2. Beyond organic practices
We are consciously uncertified because we believe in transparency in our direct relationships with our customers. We want our vegetables to be so safe that our kids can literally pluck something out of the field and eat it right then and there (soil included!). We do not use any pesticides/herbicides/ fungicides, not even organic ones (like the many approved organic pesticides that “Big Organic” uses) or any synthetic fertilizers. We don’t use black plastic mulch, another typical practice used by “Big Organic”. Farming shouldn’t generate that much waste for our planet. We use protective row covers for protection from pests. We use only non-GMO seeds.

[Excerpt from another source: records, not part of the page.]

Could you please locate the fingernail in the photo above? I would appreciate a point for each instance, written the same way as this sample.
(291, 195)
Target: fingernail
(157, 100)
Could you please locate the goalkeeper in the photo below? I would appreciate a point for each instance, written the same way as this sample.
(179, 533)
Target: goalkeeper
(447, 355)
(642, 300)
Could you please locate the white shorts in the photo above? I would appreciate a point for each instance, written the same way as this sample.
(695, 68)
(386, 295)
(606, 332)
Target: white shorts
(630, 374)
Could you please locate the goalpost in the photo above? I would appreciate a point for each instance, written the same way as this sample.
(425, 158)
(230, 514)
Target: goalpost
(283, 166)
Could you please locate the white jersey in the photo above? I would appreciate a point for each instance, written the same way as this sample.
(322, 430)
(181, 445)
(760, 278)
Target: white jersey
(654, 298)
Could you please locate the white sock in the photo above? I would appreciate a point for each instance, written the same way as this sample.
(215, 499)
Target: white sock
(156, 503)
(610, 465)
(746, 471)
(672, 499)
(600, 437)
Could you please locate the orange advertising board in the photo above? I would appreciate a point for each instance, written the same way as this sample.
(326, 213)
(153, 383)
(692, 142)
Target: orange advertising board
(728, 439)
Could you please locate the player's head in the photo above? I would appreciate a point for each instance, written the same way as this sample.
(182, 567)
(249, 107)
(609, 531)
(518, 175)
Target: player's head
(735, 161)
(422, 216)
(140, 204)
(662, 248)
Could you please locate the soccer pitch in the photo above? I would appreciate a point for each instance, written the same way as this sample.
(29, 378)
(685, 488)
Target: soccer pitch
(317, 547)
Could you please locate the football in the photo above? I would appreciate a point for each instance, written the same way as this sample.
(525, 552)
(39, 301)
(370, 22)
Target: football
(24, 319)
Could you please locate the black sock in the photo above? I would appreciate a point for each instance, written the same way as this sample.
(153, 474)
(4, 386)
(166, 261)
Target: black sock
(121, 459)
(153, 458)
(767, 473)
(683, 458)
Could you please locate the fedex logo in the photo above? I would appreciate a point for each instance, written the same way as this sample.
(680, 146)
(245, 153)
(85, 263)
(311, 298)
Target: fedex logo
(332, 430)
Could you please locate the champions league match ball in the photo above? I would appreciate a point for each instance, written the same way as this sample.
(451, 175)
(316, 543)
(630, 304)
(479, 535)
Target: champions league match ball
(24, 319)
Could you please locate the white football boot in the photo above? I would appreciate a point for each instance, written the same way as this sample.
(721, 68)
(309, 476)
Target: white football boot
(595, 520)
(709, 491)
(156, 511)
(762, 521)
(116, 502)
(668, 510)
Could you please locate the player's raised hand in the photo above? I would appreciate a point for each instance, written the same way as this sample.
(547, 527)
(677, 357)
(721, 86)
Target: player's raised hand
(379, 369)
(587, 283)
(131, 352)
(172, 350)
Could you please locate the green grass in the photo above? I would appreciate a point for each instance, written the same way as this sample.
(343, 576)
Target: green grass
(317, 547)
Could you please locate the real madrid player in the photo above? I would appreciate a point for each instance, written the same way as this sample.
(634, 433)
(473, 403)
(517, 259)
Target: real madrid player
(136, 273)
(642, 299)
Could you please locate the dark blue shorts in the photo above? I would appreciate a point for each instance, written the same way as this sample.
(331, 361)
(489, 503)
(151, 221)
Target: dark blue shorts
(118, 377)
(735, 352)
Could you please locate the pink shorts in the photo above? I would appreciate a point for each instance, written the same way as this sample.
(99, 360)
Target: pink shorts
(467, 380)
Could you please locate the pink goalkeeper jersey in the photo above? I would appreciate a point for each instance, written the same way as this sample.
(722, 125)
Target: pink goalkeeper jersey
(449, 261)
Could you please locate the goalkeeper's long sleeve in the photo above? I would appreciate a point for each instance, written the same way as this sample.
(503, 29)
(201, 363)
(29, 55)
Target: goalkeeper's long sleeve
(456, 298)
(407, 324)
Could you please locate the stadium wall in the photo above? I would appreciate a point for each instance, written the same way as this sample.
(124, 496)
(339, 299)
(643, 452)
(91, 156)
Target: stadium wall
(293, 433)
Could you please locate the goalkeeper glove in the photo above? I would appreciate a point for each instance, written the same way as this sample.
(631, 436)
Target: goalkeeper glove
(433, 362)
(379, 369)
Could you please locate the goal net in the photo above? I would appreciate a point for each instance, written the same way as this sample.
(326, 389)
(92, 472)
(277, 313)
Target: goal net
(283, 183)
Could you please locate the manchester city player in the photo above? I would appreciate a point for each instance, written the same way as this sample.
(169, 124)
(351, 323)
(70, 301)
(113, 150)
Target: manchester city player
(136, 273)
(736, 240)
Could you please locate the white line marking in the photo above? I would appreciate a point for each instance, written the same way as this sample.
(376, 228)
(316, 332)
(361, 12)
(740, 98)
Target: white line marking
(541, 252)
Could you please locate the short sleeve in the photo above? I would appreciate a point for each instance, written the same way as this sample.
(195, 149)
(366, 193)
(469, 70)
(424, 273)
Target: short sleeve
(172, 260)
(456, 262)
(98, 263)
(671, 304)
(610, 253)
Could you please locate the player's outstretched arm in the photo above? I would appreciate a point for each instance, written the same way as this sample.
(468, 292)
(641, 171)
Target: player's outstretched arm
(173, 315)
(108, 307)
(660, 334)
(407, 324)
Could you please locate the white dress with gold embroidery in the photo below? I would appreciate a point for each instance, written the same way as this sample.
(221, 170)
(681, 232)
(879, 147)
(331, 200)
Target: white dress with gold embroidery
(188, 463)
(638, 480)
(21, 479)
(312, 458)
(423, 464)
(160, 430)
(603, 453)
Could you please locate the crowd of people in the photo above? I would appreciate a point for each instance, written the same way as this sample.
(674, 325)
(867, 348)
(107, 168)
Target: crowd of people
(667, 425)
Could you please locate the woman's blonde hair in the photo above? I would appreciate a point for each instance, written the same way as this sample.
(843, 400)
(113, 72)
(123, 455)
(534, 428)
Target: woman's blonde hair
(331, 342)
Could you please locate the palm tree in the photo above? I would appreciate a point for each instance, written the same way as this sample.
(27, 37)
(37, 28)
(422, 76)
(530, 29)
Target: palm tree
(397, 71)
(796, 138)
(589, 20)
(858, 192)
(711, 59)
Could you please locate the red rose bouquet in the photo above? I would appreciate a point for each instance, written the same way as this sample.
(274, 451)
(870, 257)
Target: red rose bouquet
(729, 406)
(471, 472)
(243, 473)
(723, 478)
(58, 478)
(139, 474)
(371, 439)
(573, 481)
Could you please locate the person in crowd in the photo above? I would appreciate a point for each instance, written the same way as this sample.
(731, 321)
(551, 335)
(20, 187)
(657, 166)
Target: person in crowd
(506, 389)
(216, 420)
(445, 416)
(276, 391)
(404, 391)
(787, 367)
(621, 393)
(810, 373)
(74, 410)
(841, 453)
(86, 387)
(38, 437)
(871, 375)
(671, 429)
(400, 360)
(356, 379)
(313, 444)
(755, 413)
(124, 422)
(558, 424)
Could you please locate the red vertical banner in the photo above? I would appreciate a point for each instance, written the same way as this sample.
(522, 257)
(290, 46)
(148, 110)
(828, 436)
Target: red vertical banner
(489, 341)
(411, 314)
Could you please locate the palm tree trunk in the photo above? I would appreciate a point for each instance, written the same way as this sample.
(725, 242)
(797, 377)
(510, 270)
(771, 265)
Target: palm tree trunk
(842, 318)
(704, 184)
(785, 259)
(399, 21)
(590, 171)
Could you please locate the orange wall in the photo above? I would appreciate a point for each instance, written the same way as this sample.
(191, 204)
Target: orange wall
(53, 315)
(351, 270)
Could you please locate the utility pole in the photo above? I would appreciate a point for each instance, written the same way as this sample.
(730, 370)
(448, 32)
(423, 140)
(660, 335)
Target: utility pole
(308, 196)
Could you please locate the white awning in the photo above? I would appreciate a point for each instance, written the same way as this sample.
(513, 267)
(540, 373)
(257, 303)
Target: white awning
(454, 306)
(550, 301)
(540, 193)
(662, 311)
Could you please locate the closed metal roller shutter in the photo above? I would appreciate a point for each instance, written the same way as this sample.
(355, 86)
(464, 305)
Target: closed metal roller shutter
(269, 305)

3. We focus on soil health
We are a compost based farm, focusing on soil health and building organic matter on our land. Industrial farming takes a huge toll on soil health, depleting nutrients and organic matter at an alarming rate, thus the need for Big Ag to fertilize so heavily. We apply loads of organic compost to our land throughout the season, which builds organic matter and helps keep our soil living, healthy and nutrient rich.
4. As fresh and local as you can get
Our vegetables reach our customers within 1-2 days of harvesting. You can’t get any fresher unless you grow your own food. The food that’s available in the grocery stores is at least a week old before it reaches your hand. Fresher vegetables not only taste better, but are more nutrient dense. We never use any chemical rinses to keep our food fresh (some vegetables are rinsed in bleach before hitting the shelves).
5. We grow 100% of our vegetables in Sandy, OR
We grow all of our vegetables on our farm in Sandy. We do not buy and resell vegetables from other farms. We aren’t a series of farms under one name.
6. Crops watered with pure artesian well water
We have the fortunate and unique situation as micro-farmers to have land nestled in the foothills of Mt. Hood. Our crops are irrigated with pure artesian well water from our deep well in the protected Bull Run Watershed.
7. True small family farm owned and operated by husband and wife
The USDA defines a small farm as a farm making less than $250,000 in gross sales and having an average of 231 acres. Ha! We are a nano-farm based on that definition. In reality, we run what is called a micro-farm, farming only a few vital acres. We are a husband and wife operation, with a couple of employees and apprentices. We grow on less than 4 acres and we farm thoughtfully and intensively. We do not receive any recognition or subsidies from the government. We farm the way farming used to be before Big Ag, when many more people did it, kept it smaller scale and grew enough to feed a part of their community.
8. We are dedicated to growing for our immediate community
We have a goal of serving our immediate community and selling our vegetables within a 20 mile radius. We want to feed our neighbors and the surrounding communities that have less access to fresh produce. That means we are not bringing our vegetables into Portland, where most other farms sell. Communities we serve include Sandy, Springdale, Corbett, Welches, Rhododendron, Eagle Creek, Estacada, Boring, Gresham, Troutdale and Fairview.
9. Training future farmers
Apprentices are also part of our farm family. We only select individuals who have a genuine interest in starting their own farm in the future. These individuals are integral members of our farm because they bring openness, enthusiasm and dedication to the farm. They are the future of farming and of the food revolution and we feel honored to be contributing to their experience and embarking on this journey collectively.
10. We are activists in the food movement
Becoming a small farmer in today’s world is signing up for one of the least paying, most back-breaking, mentally challenging jobs that exist. We didn’t become farmers for the money. We didn’t become farmers for the “simple” life. As peaceful as it can be working in the soil, there isn’t much simple about farming. We became farmers because we wanted control over the food we put on our table. We became farmers because we felt it was a noble service to be able to provide our community with safe, healthy and real food. We started farming as an active protest against Big Ag and the industrial food system that has required consumers to become hyper-vigilant if they care about what food goes on their table.